Persons and businesses subject to the Health Insurance Portability and Accountability Act of 1996 (“HIPAA”) have until September 23, 2013 to comply with the final rule published earlier this year regarding the protection of certain protected health information (“PHI”).
The Final Rule, in part, affects certain independent contractors (“Business Associates”) providing services to “Covered Entities” (such as health care providers, health insurers, etc.) who in the course of such services have access to, create, receive, maintain, or transmit PHI (including providers of data transmission or storage services who require more than random access to PHI). Business Associates, and their subcontractors, must now comply with both the HIPAA Security Rule and the HIPAA Privacy Rule. Business Associates are now directly liable for compliance failures, and as a result face greater exposure to potential civil penalties.
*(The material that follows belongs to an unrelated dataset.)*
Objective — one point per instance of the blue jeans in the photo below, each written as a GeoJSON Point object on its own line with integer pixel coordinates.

The Department of Health and Human Services Office of Civil Rights has published minimum standards for agreements between Business Associates and third parties handling PHI (“Business Associate Agreements”). For example, these Business Associate Agreements must contain language establishing the permitted and required uses and disclosures of PHI, restricting the disclosure of PHI, requiring appropriate safeguards be used to protect electronic PHI, and requiring that impermissible disclosures and uses of PHI be reported, as well as other provisions.
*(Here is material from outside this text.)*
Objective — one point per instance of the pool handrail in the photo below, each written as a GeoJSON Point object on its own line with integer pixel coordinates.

The new rules also modified the content requirements for the Notice of Privacy Practices for PHI, which must be distributed by most Covered Entities. Updated notices must contain statements regarding the right of individuals to restrict certain disclosures, the circumstances under which authorization from the individual will be required before disclosure, and other provisions.
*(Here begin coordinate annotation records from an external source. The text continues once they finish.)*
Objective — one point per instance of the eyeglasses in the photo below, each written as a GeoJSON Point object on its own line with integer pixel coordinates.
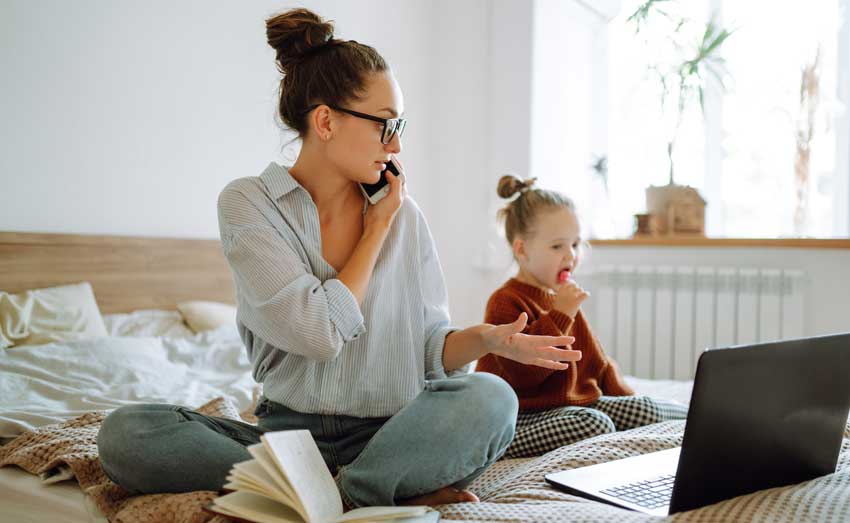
{"type": "Point", "coordinates": [391, 125]}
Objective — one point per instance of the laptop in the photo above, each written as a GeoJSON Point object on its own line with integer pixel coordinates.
{"type": "Point", "coordinates": [761, 416]}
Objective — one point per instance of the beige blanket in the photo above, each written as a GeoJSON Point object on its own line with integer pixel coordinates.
{"type": "Point", "coordinates": [511, 490]}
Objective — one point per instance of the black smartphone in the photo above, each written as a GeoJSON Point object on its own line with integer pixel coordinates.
{"type": "Point", "coordinates": [374, 192]}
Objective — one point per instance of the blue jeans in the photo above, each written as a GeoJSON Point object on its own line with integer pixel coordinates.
{"type": "Point", "coordinates": [448, 435]}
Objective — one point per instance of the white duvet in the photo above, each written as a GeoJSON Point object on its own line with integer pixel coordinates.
{"type": "Point", "coordinates": [45, 384]}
The new rules also change the requirements governing notification of security and privacy breaches. Business Associates must now presume that notification of a breach is required in the event that PHI is acquired, used, accessed or disclosed in a manner not permitted by HIPAA’s Privacy Rule, unless a risk assessment shows a low probability that PHI has been compromised. Certain exceptions to the notification requirement have also been eliminated.
Business Associates should review and modify PHI-sensitive agreements and internal policies and procedures relative to the protection of PHI to bring those documents into compliance prior to the September 23, 2013 deadline.